Three cases are mentioned—those of Craig, David and Medina. Craig has lived in the tunnels for five years, and his belongings have been washed away three times in the past few months. His food is paid for with food stamps; he gathers money left behind in the one-armed bandits in the casinos above-ground to buy cannabis—”my only drug,” he says. No further details are offered as to why he resorted to living in the tunnels in the first place.
David, who has a long scar on his face that is ravaged by alcohol, came to Las Vegas attracted by “the eldorado of greenbacks and the promise of endless job opportunities.” Then, in the words of the article, he knew “that slow decline when gambling debts become insurmountable and drugs replace friends.”
On this view of things, the gambling debts and the drugs that replaced friends had an existence independent of his behavior. They had agency in his life, unlike him. The debts came and took his money away and the drugs arrived and forced him to take them, contrary to the wishes of his friends. David is therefore a victim, and nothing but a victim.
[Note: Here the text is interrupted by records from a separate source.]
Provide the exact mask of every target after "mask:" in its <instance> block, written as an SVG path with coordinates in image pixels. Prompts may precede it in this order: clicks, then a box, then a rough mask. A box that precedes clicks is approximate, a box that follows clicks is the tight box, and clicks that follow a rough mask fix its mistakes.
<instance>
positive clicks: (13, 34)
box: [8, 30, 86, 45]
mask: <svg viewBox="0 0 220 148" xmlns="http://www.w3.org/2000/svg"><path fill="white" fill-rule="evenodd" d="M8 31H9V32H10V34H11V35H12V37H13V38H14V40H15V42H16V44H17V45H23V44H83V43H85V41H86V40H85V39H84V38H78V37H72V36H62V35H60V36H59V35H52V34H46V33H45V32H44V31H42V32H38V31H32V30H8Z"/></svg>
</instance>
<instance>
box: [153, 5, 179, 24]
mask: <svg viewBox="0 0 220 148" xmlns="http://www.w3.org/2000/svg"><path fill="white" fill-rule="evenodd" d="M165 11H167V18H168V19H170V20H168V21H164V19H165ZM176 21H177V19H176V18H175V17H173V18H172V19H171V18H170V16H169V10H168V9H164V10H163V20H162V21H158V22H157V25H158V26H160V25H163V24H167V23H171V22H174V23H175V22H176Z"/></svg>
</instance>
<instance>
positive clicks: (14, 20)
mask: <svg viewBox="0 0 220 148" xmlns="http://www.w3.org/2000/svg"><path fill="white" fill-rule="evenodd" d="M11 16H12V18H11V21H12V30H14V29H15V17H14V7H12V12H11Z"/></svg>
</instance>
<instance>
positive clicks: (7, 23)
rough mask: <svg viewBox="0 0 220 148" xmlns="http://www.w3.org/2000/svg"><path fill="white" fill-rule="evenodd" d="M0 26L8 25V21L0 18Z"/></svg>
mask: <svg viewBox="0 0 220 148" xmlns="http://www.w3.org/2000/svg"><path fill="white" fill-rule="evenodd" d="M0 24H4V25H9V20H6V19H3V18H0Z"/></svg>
Medina, aged 36, is an Indian woman, and she has recently escaped the tunnels. Her beauty has been destroyed by “abuse and maltreatment.” She has five children, whom she hardly knows. I hope I shall not be accused of cultural insensitivity when I write that she must nevertheless have known where they came from.
It was her lover, Manny, “who first dragged me down there into the tunnels.” She thought at first that he was going to kill her, but she went nonetheless, and they stayed there a year. New building works in the tunnels rendered their situation untenable (though previously in the article we have learned that there are 300 kilometers of such tunnels to choose from) and “then I believed that I wanted to see my children again.”
What is startling about all this is that the author of the article evinces no curiosity about how the three came to be in the situation he describes. Why not? The questions to ask are so obvious that one must wonder why he did not ask them.
Part of the problem is that he sees Las Vegas as a manifestation of “the American Dream,” though actually it is a perversion of that dream, and he wants to demonstrate the badness or cruelty of that dream. No doubt the authentic dream—that of individuals endlessly free to reinvent and advance themselves—also has a dark side, as American literature records. But the tunnels under Las Vegas are not it.
The main reason that the author does not ask the obvious questions is that to have done so would have been to reduce the sentimental reaction that he wanted to evoke in his readers. And a little reflection shows that this reaction depended on a rather cruel premise: that if people are to any considerable extent the authors of their own misfortunes, we should exclude them from our pity. Instead, we turn them into the passive victims of circumstance.
Does it matter that we do this? I think that it does. Sentimentality allows us to congratulate ourselves on our own warmth and generosity of heart. Oscar Wilde said that sentimentality is the desire to have the luxury of emotion without paying for it. It turns the people on whom it is bestowed into objects. It attempts, often successfully, to disguise from them their own part in their downfall. It suggests solutions to problems that do not, because they cannot, work. Sentimentality is the ally of ever-expanding bureaucracy, for the more a solution doesn’t work, the more of it is needed.
Theodore Dalrymple is the pen name of Anthony Daniels. His latest book is “Spoilt Rotten: The Toxic Cult of Sentimentality” (Gibson Square, 2010).